We all have used vinyl records that nobody wants. Well, you don’t. Of course, your collection is a pristine manicured garden. It’s curated to only award winning specimens of the rarest of rare records. Some of us, though, spend more than enough time hunting for vinyl records or cds and tapes. We live at flea markets, record stores, and wherever else there might be “vinyls”, as the kids these days call them.
Sometimes, I find some record that’s an unknown mind-blowing holy-grail loner basement butt blast. Between those are tens of thousands of boring average records.
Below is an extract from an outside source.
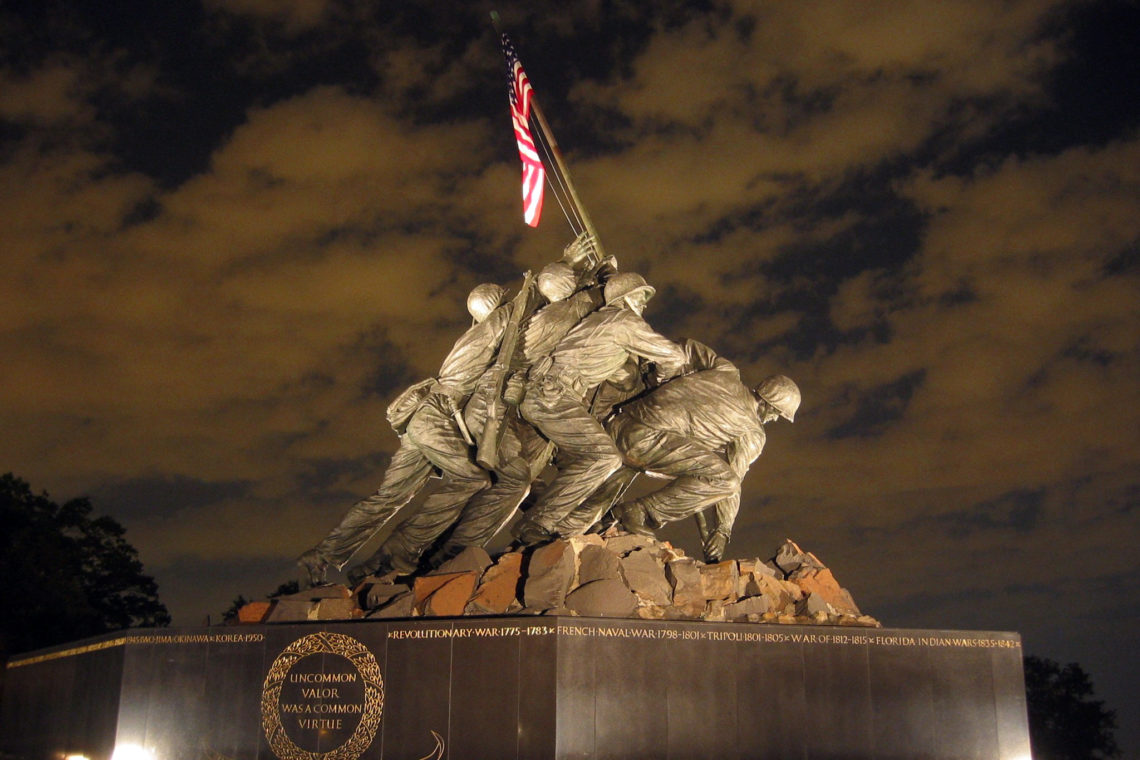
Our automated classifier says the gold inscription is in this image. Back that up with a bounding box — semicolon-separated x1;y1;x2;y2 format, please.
261;632;383;760
554;625;1020;648
7;632;267;669
380;621;1019;650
If there’s one thing I’ve learned from years of semi-successful record collecting, it’s to be yourself.
You may get some temporary success by attempting to cash in on popular styles of music. Your career will be at best a footnote in the great dollar bin of history, though. If you don’t believe me, ask Mitch. Be unique, work hard to express your vision and yours alone. If you don’t think you have the skill to execute your vision, your drive and inspiration will count. Even if it’s decades after you’ve forgotten about recording it in the first place.
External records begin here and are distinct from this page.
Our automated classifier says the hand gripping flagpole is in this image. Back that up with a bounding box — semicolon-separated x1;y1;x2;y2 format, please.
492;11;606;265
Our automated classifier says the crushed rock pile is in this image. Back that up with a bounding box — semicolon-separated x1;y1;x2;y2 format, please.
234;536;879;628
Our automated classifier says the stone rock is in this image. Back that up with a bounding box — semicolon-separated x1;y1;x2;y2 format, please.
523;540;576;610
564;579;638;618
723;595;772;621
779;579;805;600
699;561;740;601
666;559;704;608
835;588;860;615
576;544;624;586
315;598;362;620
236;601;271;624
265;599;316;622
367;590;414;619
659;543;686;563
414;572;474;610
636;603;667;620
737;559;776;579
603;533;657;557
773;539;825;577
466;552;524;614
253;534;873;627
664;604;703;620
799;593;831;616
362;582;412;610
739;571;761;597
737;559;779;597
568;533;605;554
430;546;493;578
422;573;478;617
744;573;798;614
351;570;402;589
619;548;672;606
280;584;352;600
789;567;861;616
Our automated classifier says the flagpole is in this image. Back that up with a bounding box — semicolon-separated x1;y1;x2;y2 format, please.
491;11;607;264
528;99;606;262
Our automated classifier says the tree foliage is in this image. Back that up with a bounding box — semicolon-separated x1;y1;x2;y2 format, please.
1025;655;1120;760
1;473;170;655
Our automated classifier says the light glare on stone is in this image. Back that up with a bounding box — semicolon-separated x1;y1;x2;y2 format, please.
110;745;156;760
It’s definitely difficult to see the value of records in the database that nobody has and nobody wants. There is value, though, it’s somewhat more abstract. What about lowly school band or church choir records? Those have recording studios, mastering engineers, and sometimes even notable session musicians. There’s only been so many vinyl pressing plants in the world. Joe Sixpack’s love ballads were pressed alongside Frank Sinatra or The Kinks. Unknown diamonds exist. Stuff like Star Trek actor Jonathan Frakes’ school marching band record, or comedienne Wanda Sykes’ college gospel choir record, or early artwork by cartoonist Garry Trudeau.
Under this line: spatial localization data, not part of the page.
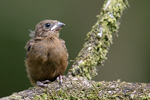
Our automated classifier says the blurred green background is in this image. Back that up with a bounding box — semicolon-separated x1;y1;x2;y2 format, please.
0;0;150;98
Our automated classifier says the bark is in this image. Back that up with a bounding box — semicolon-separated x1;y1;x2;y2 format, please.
2;0;150;100
1;77;150;99
67;0;129;80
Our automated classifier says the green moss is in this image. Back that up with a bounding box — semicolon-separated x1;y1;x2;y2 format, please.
11;94;21;99
96;82;103;87
34;93;48;100
68;0;129;80
31;79;150;99
141;96;150;100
At the end of the day, you won’t know if you don’t look. The internet won’t tell you everything cool that exists, because it doesn’t know everything. It’s especially easy in these days to rely on other people to say what’s good or not. Heck, I’m part of the problem by posting best of lists here every few weeks. Go out and go crate digging, go buy vinyl records or cds or tapes or whatever you can get for pennies on the dollar. Take risks and escape the mould.